Categories: Chennai

The court cannot change the name that is released: Madras HC

Madurai: Madras High Court on Tuesday observed that our criminal justice system has not yet reached such a standard where the court can explore orders for the editor of the name accused of objective rules or regulations.
Saying so, the court rejected the request transferred by a man who was trying to revive his name from the assessment of the court that released him from a criminal case.
Justice and Anand Venkates observed, “This court must take judicial notifications about the fact that the criminal justice system that is common in this country is far from satisfying.
In various cases involving cruel crimes, this court without power hit the command and liberation assessment due to the Slipshod investigation, Witnesses are dishonest and the lack of effective witness protection system.
“The court comes to the Prima Facie conclusion that the person accused of entitled to the name removed from the assessment or command and more specifically available in the public domain and which can be accessed through search engines.
However, the judge said that on a deeper review, he had known that it was not as simple and straight out.
There may be consequences if the general order is as followed and the direction is issued.
During the deliberation, the attention of the court is interested in various foreign assessments and relevant regulations and the enactment of various countries that specifically provide expansion, removal, editorial or destruction of criminal records.
“There are no rules or regulations like that in India for now.
In the absence of legal support, this court cannot implement an instructions when there is no standard that can be managed legally in the first place.
There must be the right policy formulated in terms of This is with specific rules.
In other words, several basic criteria or parameters must be repaired, failing that exercise like that will lead to confusion, “observing the judge.
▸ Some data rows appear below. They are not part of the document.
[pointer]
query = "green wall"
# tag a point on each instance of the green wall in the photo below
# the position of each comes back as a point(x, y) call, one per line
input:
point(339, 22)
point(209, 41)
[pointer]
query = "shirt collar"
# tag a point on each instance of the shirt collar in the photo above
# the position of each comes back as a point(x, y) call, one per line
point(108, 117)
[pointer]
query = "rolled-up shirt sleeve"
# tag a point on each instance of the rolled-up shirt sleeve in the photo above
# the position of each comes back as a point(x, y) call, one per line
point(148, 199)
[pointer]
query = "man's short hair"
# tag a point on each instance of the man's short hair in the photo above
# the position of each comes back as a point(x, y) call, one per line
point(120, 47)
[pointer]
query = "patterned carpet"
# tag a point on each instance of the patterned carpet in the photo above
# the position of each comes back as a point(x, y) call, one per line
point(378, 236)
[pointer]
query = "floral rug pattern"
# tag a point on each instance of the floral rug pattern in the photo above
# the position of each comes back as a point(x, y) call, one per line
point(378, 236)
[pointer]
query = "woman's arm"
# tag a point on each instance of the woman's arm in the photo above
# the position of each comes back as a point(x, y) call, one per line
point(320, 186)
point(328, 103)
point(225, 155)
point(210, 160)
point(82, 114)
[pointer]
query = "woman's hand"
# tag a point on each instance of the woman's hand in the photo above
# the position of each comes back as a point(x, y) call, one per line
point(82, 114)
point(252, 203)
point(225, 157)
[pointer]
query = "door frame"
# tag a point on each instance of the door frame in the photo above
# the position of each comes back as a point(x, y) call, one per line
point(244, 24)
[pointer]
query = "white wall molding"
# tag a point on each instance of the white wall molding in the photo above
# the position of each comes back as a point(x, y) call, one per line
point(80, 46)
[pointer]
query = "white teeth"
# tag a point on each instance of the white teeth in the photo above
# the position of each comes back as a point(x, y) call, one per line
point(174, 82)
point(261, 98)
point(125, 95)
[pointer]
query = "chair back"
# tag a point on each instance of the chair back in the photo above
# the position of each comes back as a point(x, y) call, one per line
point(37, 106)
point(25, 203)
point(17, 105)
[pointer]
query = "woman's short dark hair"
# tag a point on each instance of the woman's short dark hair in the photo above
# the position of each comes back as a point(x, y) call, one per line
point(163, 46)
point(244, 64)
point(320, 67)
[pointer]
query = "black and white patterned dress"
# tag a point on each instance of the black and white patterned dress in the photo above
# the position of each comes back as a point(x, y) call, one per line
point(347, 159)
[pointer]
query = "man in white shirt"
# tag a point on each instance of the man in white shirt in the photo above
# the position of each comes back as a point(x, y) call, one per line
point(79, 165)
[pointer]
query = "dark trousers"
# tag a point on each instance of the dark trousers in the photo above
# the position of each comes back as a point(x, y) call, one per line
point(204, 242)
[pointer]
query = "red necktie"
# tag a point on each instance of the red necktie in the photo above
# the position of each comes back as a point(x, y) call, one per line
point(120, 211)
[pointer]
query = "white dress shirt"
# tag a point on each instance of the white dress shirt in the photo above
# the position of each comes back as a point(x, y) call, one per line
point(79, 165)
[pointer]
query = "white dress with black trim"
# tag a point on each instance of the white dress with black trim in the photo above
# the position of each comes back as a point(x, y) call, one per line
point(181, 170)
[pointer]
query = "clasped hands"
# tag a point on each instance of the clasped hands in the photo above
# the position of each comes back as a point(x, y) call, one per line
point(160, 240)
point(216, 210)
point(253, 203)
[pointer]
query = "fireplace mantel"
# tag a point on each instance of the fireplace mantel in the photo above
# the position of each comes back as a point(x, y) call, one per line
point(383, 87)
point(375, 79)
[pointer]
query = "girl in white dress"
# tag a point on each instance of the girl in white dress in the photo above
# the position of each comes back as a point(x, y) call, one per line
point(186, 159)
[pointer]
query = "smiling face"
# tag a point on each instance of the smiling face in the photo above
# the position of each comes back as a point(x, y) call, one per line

In this case, he said it would be more appropriate to wait for the enactment of data protection laws and regulations that can provide objective criteria while dealing with the application.
Judge further observes that the right to be forgotten cannot be in the scope of justice administration, especially in the context of the assessment delivered by the court.
The direction sought by the applicant is to calm his name from the order passed by the coordinate bench in this court in a regular criminal attraction.
“The point here is that since the High Court is an inseparable institution, a writing cannot lie to the assessment or command that is passed by it for it will be the same as those demanding the High Court opposing,” observing the judge.